I would bet the bevahior isn't undefined because you technically construct an object in already allocated block of memory. Imagine the CGod pointer as void*, you are free to cast it to CGod, CBrahma or whatever and this is what you do here. You tell the compiler that you know at this time, that the pointer is of kind CGod, so the behavior here is well defined.

1 hour ago, Gnollrunner said:

we are changing the v-table

you are not changing the vtable but the pointer that is placed in your object's memory. If you force cast the object to something else then the vtable will have wrong jump offsets anyways.

On the other hand you tell placement new that you have a pointer to memory and that you know at this time that the chunk will match the object you want to construct.
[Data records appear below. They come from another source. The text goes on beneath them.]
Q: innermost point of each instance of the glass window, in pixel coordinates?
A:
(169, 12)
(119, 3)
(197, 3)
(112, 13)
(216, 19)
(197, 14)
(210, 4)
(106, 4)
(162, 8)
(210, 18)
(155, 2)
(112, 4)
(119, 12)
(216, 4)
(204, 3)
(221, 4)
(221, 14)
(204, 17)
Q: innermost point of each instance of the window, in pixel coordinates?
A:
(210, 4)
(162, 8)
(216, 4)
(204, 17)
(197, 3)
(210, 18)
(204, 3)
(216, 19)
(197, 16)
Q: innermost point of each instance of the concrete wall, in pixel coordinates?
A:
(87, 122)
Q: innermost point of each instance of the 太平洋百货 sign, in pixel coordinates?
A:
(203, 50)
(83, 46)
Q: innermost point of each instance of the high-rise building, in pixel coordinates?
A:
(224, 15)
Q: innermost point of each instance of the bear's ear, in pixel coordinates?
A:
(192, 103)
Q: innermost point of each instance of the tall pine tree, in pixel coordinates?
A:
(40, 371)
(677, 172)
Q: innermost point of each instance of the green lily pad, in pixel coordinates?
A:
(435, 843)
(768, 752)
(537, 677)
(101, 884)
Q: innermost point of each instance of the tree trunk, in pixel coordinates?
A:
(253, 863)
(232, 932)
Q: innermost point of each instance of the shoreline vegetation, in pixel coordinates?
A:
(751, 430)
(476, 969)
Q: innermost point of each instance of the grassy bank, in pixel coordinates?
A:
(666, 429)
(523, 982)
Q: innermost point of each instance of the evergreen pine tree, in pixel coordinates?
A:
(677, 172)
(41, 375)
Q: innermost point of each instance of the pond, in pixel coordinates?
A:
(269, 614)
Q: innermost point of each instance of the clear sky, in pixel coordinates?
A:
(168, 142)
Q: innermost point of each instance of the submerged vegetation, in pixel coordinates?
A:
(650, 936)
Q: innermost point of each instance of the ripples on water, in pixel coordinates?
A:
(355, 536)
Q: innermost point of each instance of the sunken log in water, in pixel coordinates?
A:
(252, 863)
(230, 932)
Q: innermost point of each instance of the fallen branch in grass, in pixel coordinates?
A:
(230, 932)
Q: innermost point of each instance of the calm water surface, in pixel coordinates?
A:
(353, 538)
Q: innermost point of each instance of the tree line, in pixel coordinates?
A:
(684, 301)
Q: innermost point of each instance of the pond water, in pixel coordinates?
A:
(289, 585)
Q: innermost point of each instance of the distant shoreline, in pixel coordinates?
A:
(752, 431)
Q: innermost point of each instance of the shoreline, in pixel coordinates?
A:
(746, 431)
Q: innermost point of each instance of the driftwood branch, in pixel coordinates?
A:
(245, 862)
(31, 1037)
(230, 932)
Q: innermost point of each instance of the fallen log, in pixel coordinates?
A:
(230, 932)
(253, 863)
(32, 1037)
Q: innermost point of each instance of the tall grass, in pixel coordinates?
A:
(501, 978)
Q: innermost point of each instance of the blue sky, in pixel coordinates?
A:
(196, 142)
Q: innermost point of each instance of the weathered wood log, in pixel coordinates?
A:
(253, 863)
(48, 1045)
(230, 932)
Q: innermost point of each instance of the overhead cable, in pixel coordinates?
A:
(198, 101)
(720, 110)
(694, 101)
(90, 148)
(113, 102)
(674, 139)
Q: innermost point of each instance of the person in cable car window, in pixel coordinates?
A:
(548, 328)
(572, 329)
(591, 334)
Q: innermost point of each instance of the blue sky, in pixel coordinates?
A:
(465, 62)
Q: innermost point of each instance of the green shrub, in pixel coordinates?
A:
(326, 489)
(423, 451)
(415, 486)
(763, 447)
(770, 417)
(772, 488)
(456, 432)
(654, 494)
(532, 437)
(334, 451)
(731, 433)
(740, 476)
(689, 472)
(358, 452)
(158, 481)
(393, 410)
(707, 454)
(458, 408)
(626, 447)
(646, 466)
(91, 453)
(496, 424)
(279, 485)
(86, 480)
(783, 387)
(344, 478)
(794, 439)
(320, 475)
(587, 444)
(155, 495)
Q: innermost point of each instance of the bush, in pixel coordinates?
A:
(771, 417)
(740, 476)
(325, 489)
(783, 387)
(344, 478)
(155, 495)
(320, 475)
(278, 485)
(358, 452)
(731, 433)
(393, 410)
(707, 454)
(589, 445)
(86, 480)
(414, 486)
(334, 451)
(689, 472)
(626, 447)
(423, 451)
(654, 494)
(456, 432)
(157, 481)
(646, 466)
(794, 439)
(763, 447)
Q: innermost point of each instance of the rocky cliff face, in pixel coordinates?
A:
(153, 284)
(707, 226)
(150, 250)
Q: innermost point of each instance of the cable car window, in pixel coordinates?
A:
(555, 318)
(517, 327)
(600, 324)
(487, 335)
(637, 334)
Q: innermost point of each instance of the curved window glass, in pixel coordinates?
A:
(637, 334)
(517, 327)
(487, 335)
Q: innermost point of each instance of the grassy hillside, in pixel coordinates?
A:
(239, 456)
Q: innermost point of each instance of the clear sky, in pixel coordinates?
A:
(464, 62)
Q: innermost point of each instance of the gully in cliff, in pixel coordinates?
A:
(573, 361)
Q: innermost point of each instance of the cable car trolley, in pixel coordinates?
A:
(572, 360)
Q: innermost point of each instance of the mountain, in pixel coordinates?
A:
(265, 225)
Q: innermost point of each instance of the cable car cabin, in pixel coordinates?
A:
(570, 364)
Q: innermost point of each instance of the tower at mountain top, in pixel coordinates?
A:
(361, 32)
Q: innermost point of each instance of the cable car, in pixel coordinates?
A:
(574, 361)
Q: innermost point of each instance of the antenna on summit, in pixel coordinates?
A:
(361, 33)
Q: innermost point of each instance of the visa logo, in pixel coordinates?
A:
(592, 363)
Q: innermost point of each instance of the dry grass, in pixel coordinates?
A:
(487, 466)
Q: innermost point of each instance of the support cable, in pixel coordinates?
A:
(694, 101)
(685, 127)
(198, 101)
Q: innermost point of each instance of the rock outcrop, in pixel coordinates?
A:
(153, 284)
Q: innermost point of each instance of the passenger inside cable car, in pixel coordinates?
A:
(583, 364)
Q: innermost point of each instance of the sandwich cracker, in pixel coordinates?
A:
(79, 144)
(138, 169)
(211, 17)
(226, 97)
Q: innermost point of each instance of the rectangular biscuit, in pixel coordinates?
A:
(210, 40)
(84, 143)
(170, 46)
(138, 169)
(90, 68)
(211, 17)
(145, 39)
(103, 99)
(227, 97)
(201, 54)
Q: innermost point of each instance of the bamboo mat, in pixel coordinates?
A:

This is well defined behavior too.

So the gap between those two processes is what may be undefined but it is as well undefined as if someone would cast CGod to anything it can't be cast to and end up with a mangled vtable

23 minutes ago, Shaarigan said:

 

you are not changing the vtable but the pointer that is placed in your object's memory.

Let me rephrase that..... I meant changing as in "changing your underwear" .  You are changing which vtable your object is using.

In any case the reason why it could be undefined behavior is that I'm not sure if a compiler is allowed to clear memory when you do a new.  Most, maybe all C++ compilers won't do this because of the performance hit, but I can imagine it might be legal, especially in some sort of debug mode. However maybe it's in the standard somewhere that it won't. 

A compiler dosen't "clear" any memory except you are in debug mode on windows for example. Otherwise you have to assume that you always get uninitialized memory anyways. A placement new/new simply places the vtable pointer on top of your object and calls the constructor, anything else is up to your class.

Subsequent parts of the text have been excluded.